In Clark v. Mazgani (2009) 170 Cal.App.4th 1281, "a landlord successfully evicted a long-term tenant from a rent-controlled apartment, ostensibly to free the unit for occupancy by the landlord's daughter. The landlord's daughter never moved in, and the tenant sued the landlord for fraud and unlawful eviction, and failure to pay relocation expenses." (Clark, supra, 170 Cal.App.4th at p. 1284.) The landlord filed an anti-SLAPP motion, contending the tenant's complaint arose from protected activity, including privileged communications in the course of proceedings before the Los Angeles City Housing Department and in the unlawful detainer action, and from the acts of filing and serving the eviction notice. (Id. at p. 1285.) The appellate court disagreed, explaining: "There is no question that the prosecution of an unlawful detainer action is indisputably protected activity within the meaning of section 425.16. " (Id. at p. 1286.) However, the tenant's "complaint against the landlord is not based on the landlord's filing or service of the notices of intent to evict, it is not based on anything the landlord said in court or a public proceeding, and it is not based on the fact that the landlord prosecuted an unlawful detainer action against the tenant.

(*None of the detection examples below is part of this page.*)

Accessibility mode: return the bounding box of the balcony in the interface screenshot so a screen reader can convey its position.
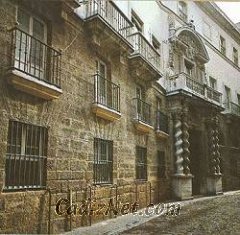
[6,28,62,100]
[134,98,153,133]
[167,73,222,107]
[92,74,121,121]
[224,102,240,117]
[80,0,133,52]
[128,32,162,80]
[156,110,169,138]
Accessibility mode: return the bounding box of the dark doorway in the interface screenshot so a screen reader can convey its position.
[189,129,203,195]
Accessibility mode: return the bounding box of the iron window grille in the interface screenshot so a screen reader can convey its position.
[134,98,151,125]
[93,138,113,184]
[158,151,166,178]
[136,146,147,181]
[220,36,226,55]
[5,120,48,190]
[156,110,168,134]
[94,73,120,112]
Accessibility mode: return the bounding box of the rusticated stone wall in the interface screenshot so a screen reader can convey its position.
[0,0,171,233]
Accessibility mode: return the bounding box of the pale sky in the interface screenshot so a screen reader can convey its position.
[215,1,240,23]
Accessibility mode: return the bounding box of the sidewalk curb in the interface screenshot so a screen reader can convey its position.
[64,190,240,235]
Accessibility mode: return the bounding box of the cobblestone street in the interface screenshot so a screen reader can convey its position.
[122,192,240,235]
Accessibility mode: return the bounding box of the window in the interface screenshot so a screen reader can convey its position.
[136,146,147,180]
[5,121,47,190]
[233,47,238,66]
[185,60,194,76]
[225,86,231,109]
[220,36,226,55]
[237,94,240,105]
[157,151,166,178]
[95,60,107,105]
[203,21,211,40]
[131,10,143,33]
[93,138,113,184]
[136,86,145,120]
[157,97,162,111]
[178,1,187,21]
[152,35,161,52]
[230,157,238,176]
[15,8,47,78]
[209,77,217,90]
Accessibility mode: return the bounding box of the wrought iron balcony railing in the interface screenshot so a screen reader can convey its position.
[167,72,222,106]
[94,74,120,112]
[156,110,168,134]
[86,0,132,39]
[224,102,240,116]
[129,32,161,71]
[134,98,151,125]
[11,28,61,88]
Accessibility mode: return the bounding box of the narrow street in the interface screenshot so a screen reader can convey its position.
[122,192,240,235]
[66,191,240,235]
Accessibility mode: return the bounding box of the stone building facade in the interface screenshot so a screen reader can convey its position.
[0,0,240,233]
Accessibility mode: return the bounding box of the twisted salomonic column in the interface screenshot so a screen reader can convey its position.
[174,113,183,175]
[214,116,221,175]
[182,108,190,175]
[209,117,221,175]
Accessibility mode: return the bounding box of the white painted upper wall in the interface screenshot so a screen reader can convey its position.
[160,1,240,103]
[77,0,240,102]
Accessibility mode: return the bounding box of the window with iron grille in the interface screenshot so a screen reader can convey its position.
[158,151,166,178]
[233,47,238,66]
[5,121,48,190]
[220,36,226,55]
[93,138,113,184]
[136,146,147,180]
[178,1,188,21]
[230,156,238,176]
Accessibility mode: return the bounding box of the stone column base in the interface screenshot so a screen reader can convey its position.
[172,175,193,200]
[207,175,223,195]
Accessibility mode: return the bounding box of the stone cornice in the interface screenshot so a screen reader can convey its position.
[157,0,240,72]
[195,2,240,44]
[199,34,240,72]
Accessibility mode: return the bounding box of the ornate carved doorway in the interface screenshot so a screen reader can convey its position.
[189,129,203,195]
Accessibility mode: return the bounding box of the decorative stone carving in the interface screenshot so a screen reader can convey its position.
[182,108,190,175]
[209,116,221,175]
[174,113,184,175]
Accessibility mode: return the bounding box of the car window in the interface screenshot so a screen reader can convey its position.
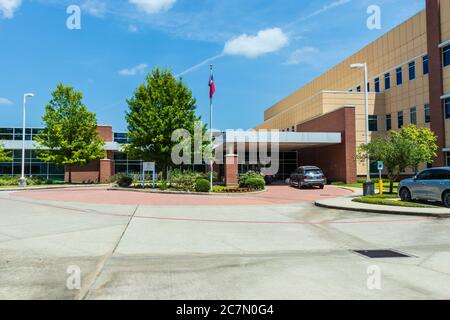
[417,171,431,180]
[305,169,322,175]
[431,170,450,180]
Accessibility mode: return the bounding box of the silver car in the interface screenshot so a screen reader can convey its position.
[398,167,450,208]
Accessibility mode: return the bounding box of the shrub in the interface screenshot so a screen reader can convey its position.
[170,170,198,191]
[195,178,211,192]
[244,177,266,190]
[111,173,133,188]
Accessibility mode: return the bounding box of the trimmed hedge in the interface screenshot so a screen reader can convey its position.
[195,179,211,192]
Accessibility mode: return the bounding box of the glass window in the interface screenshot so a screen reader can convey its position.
[409,107,417,125]
[444,98,450,119]
[425,104,431,123]
[408,61,416,80]
[397,111,404,129]
[442,45,450,67]
[386,114,392,131]
[395,67,403,86]
[369,116,378,132]
[422,56,430,75]
[384,73,391,90]
[375,78,380,92]
[431,170,450,180]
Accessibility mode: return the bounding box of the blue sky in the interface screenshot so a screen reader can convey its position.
[0,0,425,131]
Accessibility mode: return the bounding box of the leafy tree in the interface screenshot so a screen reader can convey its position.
[400,125,439,174]
[357,126,438,193]
[0,143,11,162]
[36,84,105,183]
[126,68,206,177]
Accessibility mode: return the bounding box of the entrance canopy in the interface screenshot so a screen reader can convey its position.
[215,131,342,151]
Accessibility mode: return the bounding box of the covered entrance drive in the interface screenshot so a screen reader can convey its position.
[216,131,356,186]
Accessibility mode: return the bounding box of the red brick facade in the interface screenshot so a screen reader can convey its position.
[297,107,357,183]
[65,126,114,183]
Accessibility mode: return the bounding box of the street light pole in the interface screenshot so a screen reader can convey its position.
[19,93,34,187]
[351,62,372,193]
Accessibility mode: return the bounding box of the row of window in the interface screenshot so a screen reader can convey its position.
[350,45,450,93]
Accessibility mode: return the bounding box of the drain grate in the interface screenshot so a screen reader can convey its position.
[353,250,411,259]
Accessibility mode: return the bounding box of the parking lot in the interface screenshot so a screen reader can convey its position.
[0,187,450,299]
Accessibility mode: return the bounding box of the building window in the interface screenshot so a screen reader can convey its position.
[442,45,450,67]
[397,111,404,129]
[375,78,380,92]
[386,114,392,131]
[422,56,430,75]
[444,98,450,119]
[425,104,431,123]
[395,67,403,86]
[409,107,417,125]
[369,116,378,132]
[408,61,416,80]
[384,73,391,90]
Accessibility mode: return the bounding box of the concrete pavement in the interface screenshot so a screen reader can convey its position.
[0,189,450,299]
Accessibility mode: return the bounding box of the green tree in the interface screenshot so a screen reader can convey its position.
[400,125,439,174]
[126,68,205,177]
[36,84,105,183]
[0,143,11,162]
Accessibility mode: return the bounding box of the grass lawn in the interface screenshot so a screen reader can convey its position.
[353,194,433,208]
[331,182,399,192]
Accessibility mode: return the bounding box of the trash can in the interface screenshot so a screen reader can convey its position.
[363,182,375,196]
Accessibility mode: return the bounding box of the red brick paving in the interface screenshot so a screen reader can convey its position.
[14,186,351,206]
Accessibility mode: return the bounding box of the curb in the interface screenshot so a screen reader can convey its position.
[107,187,267,197]
[314,202,450,219]
[0,184,109,192]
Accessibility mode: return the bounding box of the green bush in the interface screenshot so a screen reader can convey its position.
[170,170,199,191]
[244,177,266,190]
[195,178,211,192]
[111,173,133,188]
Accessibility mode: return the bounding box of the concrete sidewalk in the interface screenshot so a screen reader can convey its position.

The complaint is based on the landlord's allegedly unlawful eviction, in that she fraudulently invoked the rent stabilization ordinance to evict the tenant from her rent-controlled apartment as a ruse to provide housing for her daughter, but never installed her daughter in the apartment as required by that ordinance, and also that she failed to pay the tenant's relocation fee." (Id. at p. 1288.) The tenant's lawsuit "was unquestionably 'triggered by' the landlord's statements and the documents she filed in connection with the unlawful detainer. But the suit is not based on those statements or filings. It is based on the tenant's claim that the landlord fraudulently invoked the family occupancy exemption of the rent stabilization ordinance to effect the tenant's eviction, and failed to fulfill her obligations under that ordinance to install her daughter in the apartment or to pay the tenant's relocation expenses. The landlord's eviction notices and the unlawful detainer action are merely cited as evidence and background to illustrate the landlord's subsequent violation of the rent stabilization ordinance and Civil Code section 1947.10, subdivision (a)." (Clark, supra, 170 Cal.App.4th at p. 1290.)